3. Notice and note when you feel stressed—and get to the root cause

For so many of us, stress can feel as ever-present as, say, breathing or eating. But, whether we like to think about it or not, every stress has a guiding stressor behind it—and Sabat wants you to go looking for yours.

"When you notice you are feeling stressed, take a moment to ask yourself a few questions: What is causing my stress? How can I lower my stress level? What actions can I take to counteract my stress levels right now? Sourcing the cause will help you to stop it from overwhelming you," she says.

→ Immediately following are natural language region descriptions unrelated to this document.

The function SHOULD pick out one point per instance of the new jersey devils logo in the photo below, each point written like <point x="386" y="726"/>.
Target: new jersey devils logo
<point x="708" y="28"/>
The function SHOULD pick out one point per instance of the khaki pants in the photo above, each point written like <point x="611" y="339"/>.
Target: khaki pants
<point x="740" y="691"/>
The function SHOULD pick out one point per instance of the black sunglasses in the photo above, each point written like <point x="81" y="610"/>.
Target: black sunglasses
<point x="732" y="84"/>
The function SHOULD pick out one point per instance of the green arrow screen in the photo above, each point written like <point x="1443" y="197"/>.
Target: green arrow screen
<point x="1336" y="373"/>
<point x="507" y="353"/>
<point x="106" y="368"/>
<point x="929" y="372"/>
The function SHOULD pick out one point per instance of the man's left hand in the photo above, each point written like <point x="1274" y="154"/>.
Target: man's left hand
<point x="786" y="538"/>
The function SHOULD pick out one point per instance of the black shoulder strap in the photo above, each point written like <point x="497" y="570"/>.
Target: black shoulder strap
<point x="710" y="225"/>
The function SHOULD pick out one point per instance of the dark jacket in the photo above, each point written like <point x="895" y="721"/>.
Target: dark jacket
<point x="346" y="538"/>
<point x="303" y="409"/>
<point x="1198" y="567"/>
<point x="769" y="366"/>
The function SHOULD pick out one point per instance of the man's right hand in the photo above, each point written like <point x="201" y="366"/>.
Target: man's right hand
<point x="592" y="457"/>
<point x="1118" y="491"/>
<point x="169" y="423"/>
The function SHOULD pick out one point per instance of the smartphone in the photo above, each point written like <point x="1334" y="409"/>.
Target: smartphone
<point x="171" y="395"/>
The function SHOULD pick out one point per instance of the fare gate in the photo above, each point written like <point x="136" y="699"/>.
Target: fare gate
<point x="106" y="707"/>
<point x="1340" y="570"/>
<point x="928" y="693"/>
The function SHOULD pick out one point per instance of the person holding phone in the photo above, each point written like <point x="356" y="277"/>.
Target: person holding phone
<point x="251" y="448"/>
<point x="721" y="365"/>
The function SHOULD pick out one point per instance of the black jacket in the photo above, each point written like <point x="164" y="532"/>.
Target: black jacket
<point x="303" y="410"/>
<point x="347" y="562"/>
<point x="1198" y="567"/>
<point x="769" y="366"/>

Then, once you've determined the cause, go ahead and take care of yourself using the coping mechanisms that work for you.

4. Be transparent with your partner(s) when you're feeling stressed

There's no need to put on a show for your partner(s) to make them think everything's "just fine!" if it's not. In fact, you stand to gain emotional intimacy by telling them when your mindset feels off. "See if there are things you can do to both relieve stress and rekindle your desire through new techniques, positions, fantasies, or toys. Even intimate acts like kissing or hugging your partner will help you reduce stress levels and mitigate the negative effects stress might have on your sex life," says Sabat.